2. Curious people can cope with rejection better. Curiosity helps us deal better with negative social situations. One study in Japan has shown that when a curious person gets socially rejected, they were less likely to experience a reduction in their overall life satisfaction, than those who are less curious. Although they're not quite sure why, scientists believe that curiosity allows us to recover more quickly from social rejection - an experience that can often feel devastating. Curious people, too, tend to be less depressed in general.
3. Curious people tend to be less aggressive. Curious people, research shows, feel less aggressive toward those who have caused them hurt feelings. It is believed that curiosity is connected to perspective-taking. Curious people are more motivated to learn and understand various viewpoints and, thus, are less apt to judge others. Being curious can help with conflicts.
4. Curious people enjoy socializing more. In research studies, it was discovered that curious people rate higher in social situations than less curious ones. Curious humans experience more positive emotions in their conversations...no matter what the topic is. Curious people tend to exhibit greater "positive emotional expressiveness, initiation of humor and playfulness, unconventional thinking, and a non-defensive, noncritical attitude than their non-curious counterparts. Studies point out that curious people bring many positive qualities to their social interactions, making those interactions more favorable for everyone, Curious people make good friends and good dinner/party guests.
The big question, then, is can curiosity be enhanced? Can you learn to be more curious or is it a fixed trait? No one really knows for sure, but research expert Todd Kashdan. believes that it's possible. He says that the old saying, "Fake it till you make it" can apply to curiosity, as well. He suggests starting with asking lots of open-ending questions...questions than require more than a simple yes or no answer. Curiosity, like anything, can be difficult. It often requires that we interact with those who may look, think, or act differently from us.
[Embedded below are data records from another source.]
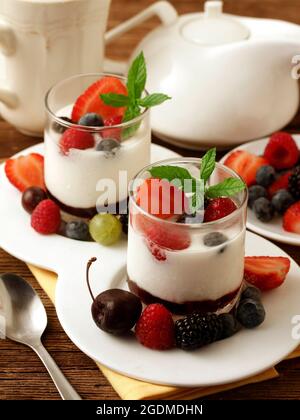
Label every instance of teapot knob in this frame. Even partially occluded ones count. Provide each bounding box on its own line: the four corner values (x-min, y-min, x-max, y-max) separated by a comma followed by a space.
204, 1, 223, 18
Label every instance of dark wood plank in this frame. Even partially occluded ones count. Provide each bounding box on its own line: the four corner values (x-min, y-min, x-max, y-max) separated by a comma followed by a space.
0, 0, 300, 400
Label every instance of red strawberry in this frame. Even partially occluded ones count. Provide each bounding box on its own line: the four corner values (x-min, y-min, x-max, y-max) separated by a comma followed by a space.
5, 153, 45, 192
204, 197, 237, 222
131, 214, 191, 251
72, 76, 127, 122
101, 115, 123, 141
224, 150, 268, 187
31, 199, 61, 235
59, 128, 95, 155
268, 171, 292, 197
264, 132, 299, 169
244, 257, 291, 290
135, 303, 175, 350
147, 241, 167, 261
136, 178, 187, 219
282, 201, 300, 234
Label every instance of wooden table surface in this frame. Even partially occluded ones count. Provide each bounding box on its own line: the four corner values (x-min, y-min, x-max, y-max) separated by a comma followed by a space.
0, 0, 300, 399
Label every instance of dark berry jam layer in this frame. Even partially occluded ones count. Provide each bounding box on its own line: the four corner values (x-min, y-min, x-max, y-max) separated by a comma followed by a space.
127, 279, 242, 315
47, 189, 128, 219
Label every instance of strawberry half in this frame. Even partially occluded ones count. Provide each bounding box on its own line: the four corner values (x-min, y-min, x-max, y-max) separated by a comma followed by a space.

But giving in to these obstacles can result in more remorse than in more happiness.
Being curious means being interested...not just in certain things, but in having a genuine interest to learn more about the things that we may think we don't like, or understand. We many not be able to change our happiness just by turning a dial, but we can change our curious mindset. We can make ourselves more curious, even if it's just in the moment.
Today is Best Friends Day, So become a better best friend. Ask more questions, be genuinely interested in learning more about your BFF. No matter if you've known your "bestie" forever, or they are more recently acquired, let them know how special they are. Best friends are one in a million, Celebrate your friends today and don't forget to use #BestFriendDay on all your social media.